Calcutta HC: Death penalty only for criminals beyond reform


KOLKATA: The death penalty should only be pronounced in the “rarest of rare cases” when rehabilitation and reformation of the convict are ruled out, the Calcutta high court said Monday while upholding a 2007 trial court judgment sentencing four men to life imprisonment for the rape and murder of a minor girl. The HC said the gravity and heinousness of the crime alone cannot be the criteria for capital punishment.
The case dates back to January 2004 when four men were arrested and charged with raping and murdering a minor at an abandoned steel factory in the Taratala neighbourhood of Kolkata. The victim’s body was discovered in the factory, showing evidence of rape by multiple perpetrators.
The prosecution also revealed that the victim’s father had been assaulted by one of the convicts two months before the girl went missing because he refused to give him money to buy liquor.
The four were subsequently convicted by a trial court in 2007. During an appeal that same year, a suo motu rule was issued to elevate the sentence from life imprisonment to death penalty.
After two decades, HC judges Joymalya Bagchi and Gaurang Kanth deliberated on the matter.

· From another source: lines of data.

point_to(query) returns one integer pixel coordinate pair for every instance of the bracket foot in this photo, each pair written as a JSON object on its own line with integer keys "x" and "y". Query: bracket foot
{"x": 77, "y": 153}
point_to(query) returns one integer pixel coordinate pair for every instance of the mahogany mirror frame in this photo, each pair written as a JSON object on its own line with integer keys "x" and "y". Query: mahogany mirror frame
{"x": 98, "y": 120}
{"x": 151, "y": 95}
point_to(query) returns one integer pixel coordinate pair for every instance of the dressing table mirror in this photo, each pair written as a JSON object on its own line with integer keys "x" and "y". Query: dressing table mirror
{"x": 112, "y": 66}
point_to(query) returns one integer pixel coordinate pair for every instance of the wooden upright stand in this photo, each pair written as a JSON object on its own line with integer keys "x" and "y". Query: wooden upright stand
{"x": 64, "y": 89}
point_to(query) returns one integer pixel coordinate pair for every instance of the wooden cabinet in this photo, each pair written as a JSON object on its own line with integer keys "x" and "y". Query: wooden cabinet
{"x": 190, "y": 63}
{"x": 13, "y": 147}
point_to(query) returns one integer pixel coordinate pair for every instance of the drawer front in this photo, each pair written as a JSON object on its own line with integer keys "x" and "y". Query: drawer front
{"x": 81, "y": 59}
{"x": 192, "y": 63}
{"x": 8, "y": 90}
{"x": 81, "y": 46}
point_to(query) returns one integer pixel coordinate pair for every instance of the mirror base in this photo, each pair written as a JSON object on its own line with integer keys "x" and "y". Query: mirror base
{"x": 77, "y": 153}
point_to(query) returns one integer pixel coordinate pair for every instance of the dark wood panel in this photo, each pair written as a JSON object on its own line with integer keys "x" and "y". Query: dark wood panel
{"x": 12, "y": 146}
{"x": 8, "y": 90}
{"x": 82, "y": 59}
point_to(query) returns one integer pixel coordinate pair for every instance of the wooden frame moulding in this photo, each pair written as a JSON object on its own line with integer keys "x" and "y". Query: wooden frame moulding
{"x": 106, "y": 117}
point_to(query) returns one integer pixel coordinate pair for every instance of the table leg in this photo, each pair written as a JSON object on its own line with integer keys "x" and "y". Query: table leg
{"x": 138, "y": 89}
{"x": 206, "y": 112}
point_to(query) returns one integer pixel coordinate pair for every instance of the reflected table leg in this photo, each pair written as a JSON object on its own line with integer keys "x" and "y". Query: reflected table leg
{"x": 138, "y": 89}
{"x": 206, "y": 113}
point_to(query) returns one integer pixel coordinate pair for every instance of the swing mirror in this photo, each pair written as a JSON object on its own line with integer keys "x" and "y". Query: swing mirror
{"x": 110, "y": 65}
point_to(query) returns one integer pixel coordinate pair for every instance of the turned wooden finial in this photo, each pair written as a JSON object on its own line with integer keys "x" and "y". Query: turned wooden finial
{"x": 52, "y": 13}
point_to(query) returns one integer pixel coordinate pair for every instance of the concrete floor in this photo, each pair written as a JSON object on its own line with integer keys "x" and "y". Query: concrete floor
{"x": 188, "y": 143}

In its judgment, the HC emphasised the need to balance mitigating circumstances with aggravating circumstances to determine whether a case qualifies as rarest of rare.
The court said: “Mere reference to gravity or heinousness is not enough. The court, prior to imposing the death penalty, must satisfy its conscience that there is no possibility of rehabilitation and reformation of the convict, and he would remain a continuing threat to society.”
In light of the commendable prison behaviour by the convicts, the court indicated that they cannot be regarded as people who are beyond the prospect of rehabilitation and reformation. The HC also highlighted that judges should not be “bloodthirsty” and that life imprisonment is the rule, while the death penalty is an exception.